The drive toward high-value-added (HVA) tires — those 17 inches and larger — will require more production capacity to serve the U.S. market, and industry analyst and Modern Tire Dealer columnist Nick Mitchell says the need for 19.1 million units indicates “approximately four new tire plants will be needed over the next five years.”
Mitchell, senior vice president of research for Northcoast Research Holdings LLC, says a series of conversations with representatives from the full spectrum of the tire industry resulted in each person saying HVA tires would continue to drive the tire market, and that the demand would require new tire plants.
“The biggest takeaway from the discussions was the fact that each individual predicted that the HVA product cycle will continue to have a significant impact on industry fundamentals over the next five years and require meaningful investments in capacity.”
For these discussions, Mitchell relied on a HVA tire definition that both Goodyear Tire & Rubber Co. and Bridgestone Corp. have agreed upon: tires that are 17 inches and larger. These tires typically have the combination of HVA characteristics, such as aspect ratio, sophistication of the tread compound, complexity of the tread pattern, rolling resistance, speed rating, etc.
“The increasing mix shift, combined with a modestly expanding end market, will continue to have a profound effect on the number of HVA light vehicle tires shipped across the industry in the U.S.,” Mitchell says.
“In fact we estimate that annual shipments of HVA passenger and light truck tires (defined by rim size) in the U.S. will increase by 54.2 million by the end of 2021.”

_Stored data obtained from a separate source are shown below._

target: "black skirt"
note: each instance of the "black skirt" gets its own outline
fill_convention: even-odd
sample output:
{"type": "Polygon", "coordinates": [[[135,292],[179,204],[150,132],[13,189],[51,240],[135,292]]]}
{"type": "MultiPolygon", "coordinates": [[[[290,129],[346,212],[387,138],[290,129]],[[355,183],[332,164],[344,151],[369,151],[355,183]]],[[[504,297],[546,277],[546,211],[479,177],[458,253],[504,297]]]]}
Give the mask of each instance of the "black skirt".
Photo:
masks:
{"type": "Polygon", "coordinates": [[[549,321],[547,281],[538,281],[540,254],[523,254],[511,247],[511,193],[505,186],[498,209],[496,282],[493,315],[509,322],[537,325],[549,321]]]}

More tires means the need for more capacity. Mitchell says it will drive the need for incremental capacity of 19.1 million tires — thus four new tire plants in the next five years to serve the U.S. market alone.
“In our opinion, this means that the market fundamentals in the U.S. alone will absorb a good portion of the estimated 45 to 60 million units of light vehicle tire production capacity that is expected to come online in North America by the end of 2021.”
Another effect: bigger profits for manufacturers
Mitchell says, “The ongoing mix shift also creates a windfall to profitability trends. We estimate that mix trends in the U.S. alone over the next five years will drive $1.205 billion of incremental annual operating income for the manufacturers that supply the U.S. market.
“This tailwind includes an estimated $1.644 billion benefit from higher shipments of 17-inch or ogreater tires, partially offset by a projected $438 million headwind from a decline in shipments of tires less than 17 inches.
“Based on our calculations, this dynamic should increase average operating income per light vehicle tire shipped by $4.”